Ils étaient réunis, dit un correspondant de l’abbé Ménage, « par l’amitié, par le goût des vers, des roses et du vin. » Après avoir honnêtement sacrifié à Bacchus, récité, comme aux anciens Puys d’Amour, d’aimables poésies et chanté le bonheur et l’espoir d’une jeunesse pleine d’illusions, ils dépouillèrent les rosiers voisins et se tressèrent des couronnes de fleurs.

Cette journée avait laissé un délicieux souvenir dans leur esprit ; aussi se promirent-ils de se retrouver chaque année à pareille époque, sous ces odorantes tonnelles.

Ainsi naquit la société des Rosati, consacrée, dès l’origine, à Chapelle, à la Fontaine et à Chaulieu.

Une égalité parfaite, une camaraderie de bon aloi ne cessèrent de régner au sein de cette compagnie ; tout ce que la ville d’Arras comptait de littérateurs, de savants et d’artistes, tint à honneur de s’y inscrire, et les puissants seigneurs du jour, les magistrats les plus estimés, les avocats et les officiers en renom vinrent s’asseoir auprès des plus modestes débutants, à qui ils prodiguaient leurs encouragements et leurs conseils.
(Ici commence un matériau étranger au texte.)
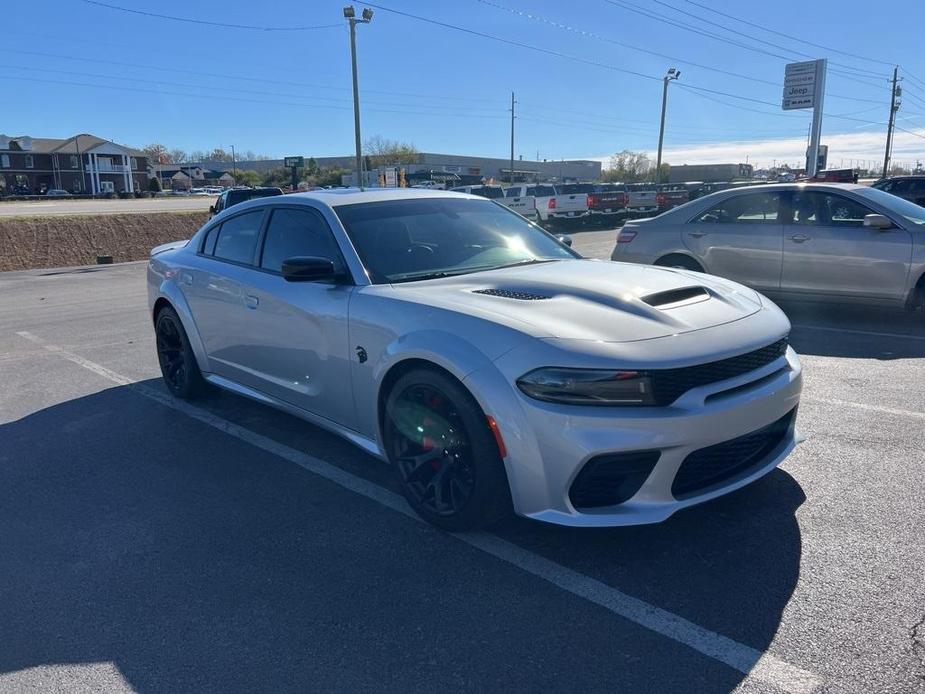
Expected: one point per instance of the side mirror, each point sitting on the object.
(877, 221)
(309, 269)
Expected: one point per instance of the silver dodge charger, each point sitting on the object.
(488, 363)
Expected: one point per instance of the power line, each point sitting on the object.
(449, 113)
(205, 22)
(511, 42)
(262, 80)
(590, 34)
(668, 20)
(233, 90)
(787, 36)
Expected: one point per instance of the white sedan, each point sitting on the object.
(486, 361)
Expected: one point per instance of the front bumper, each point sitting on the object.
(549, 444)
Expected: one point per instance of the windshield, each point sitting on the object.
(405, 240)
(909, 210)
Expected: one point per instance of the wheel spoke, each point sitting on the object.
(419, 464)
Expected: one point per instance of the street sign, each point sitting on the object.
(800, 84)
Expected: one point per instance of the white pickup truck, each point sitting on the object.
(552, 205)
(522, 204)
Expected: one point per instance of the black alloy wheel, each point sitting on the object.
(175, 356)
(446, 458)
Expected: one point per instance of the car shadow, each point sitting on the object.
(135, 535)
(854, 331)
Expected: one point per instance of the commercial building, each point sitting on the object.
(448, 166)
(80, 164)
(709, 173)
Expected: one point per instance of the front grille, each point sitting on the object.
(511, 294)
(705, 469)
(670, 384)
(611, 479)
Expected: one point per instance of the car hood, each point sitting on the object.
(590, 300)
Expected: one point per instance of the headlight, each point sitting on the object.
(588, 387)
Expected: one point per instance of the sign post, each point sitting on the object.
(804, 87)
(294, 163)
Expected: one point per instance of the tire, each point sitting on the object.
(175, 356)
(459, 485)
(681, 262)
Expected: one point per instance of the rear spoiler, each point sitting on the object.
(168, 247)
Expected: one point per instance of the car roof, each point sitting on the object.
(353, 196)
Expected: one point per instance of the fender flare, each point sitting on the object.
(171, 293)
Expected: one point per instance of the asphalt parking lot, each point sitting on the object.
(153, 545)
(40, 208)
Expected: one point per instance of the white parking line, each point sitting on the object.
(864, 406)
(857, 332)
(747, 660)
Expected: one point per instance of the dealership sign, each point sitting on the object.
(801, 81)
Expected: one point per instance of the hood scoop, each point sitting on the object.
(511, 294)
(675, 298)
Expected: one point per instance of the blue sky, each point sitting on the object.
(72, 66)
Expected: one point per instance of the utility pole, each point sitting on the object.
(350, 16)
(673, 74)
(512, 138)
(894, 107)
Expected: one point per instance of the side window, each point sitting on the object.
(825, 209)
(757, 208)
(294, 233)
(237, 239)
(208, 245)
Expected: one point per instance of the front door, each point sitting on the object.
(740, 237)
(298, 349)
(829, 251)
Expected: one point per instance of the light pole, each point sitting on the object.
(366, 18)
(673, 74)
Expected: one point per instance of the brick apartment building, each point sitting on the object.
(80, 164)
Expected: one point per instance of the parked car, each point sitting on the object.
(554, 204)
(800, 241)
(835, 176)
(487, 362)
(642, 199)
(670, 195)
(607, 203)
(235, 196)
(912, 188)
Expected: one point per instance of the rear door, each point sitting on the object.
(216, 290)
(740, 237)
(829, 251)
(298, 346)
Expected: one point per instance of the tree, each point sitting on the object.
(629, 167)
(156, 153)
(247, 178)
(218, 154)
(383, 152)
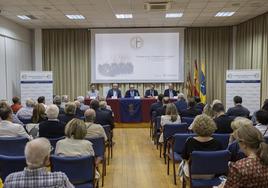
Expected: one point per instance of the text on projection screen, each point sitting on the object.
(137, 57)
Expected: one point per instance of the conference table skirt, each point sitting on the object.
(139, 107)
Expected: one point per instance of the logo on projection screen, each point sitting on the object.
(136, 42)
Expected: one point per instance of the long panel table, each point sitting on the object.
(115, 105)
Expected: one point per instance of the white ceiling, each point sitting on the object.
(101, 13)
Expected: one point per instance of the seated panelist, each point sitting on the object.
(132, 92)
(151, 92)
(114, 92)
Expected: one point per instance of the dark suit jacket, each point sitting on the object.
(181, 105)
(64, 118)
(110, 93)
(166, 93)
(136, 93)
(51, 129)
(238, 110)
(223, 123)
(148, 93)
(104, 118)
(190, 112)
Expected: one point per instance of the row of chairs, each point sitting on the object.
(7, 145)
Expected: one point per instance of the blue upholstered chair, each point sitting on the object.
(199, 165)
(10, 164)
(12, 146)
(175, 151)
(99, 149)
(79, 170)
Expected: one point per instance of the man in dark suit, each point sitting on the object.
(170, 92)
(151, 92)
(157, 104)
(102, 117)
(132, 92)
(238, 109)
(181, 104)
(114, 92)
(223, 122)
(51, 128)
(191, 111)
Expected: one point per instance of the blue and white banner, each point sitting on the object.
(244, 83)
(35, 84)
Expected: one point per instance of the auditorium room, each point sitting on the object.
(134, 93)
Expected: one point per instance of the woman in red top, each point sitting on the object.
(251, 171)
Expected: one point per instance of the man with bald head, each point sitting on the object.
(132, 92)
(114, 92)
(37, 153)
(170, 92)
(93, 130)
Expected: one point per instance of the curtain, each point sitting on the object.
(252, 50)
(67, 53)
(213, 47)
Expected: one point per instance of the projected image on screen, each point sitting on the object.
(137, 57)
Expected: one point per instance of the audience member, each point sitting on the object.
(93, 93)
(238, 109)
(199, 104)
(151, 92)
(16, 104)
(37, 154)
(51, 128)
(93, 130)
(181, 104)
(102, 117)
(170, 92)
(39, 113)
(223, 122)
(114, 92)
(70, 109)
(264, 107)
(9, 129)
(132, 92)
(74, 143)
(262, 120)
(78, 112)
(171, 117)
(26, 112)
(236, 153)
(191, 111)
(83, 107)
(204, 127)
(157, 104)
(251, 171)
(57, 101)
(42, 100)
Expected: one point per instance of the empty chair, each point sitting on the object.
(99, 149)
(176, 147)
(199, 165)
(109, 144)
(79, 170)
(188, 120)
(223, 139)
(12, 146)
(171, 129)
(10, 164)
(53, 142)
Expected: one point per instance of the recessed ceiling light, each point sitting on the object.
(174, 15)
(224, 14)
(124, 16)
(75, 17)
(23, 17)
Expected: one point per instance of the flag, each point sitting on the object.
(203, 95)
(196, 80)
(189, 85)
La Chanson qui se trouvait bannie des graves assises de l’Académie, et la Poésie, qui eut difficilement pu y conserver ses allures gracieuses et légères, élurent bientôt domicile sous le berceau en fleurs des Rosati.

Ceux-ci, du reste, répudiaient toute contrainte ; ils écrivaient pour eux-mêmes, non pour la postérité, et une telle modestie n’étonne point de la part de jeunes gens dont les travaux obligés consistaient à faire, sur des modes variés, l’éloge de la Rose, du Vin et de l’Amour.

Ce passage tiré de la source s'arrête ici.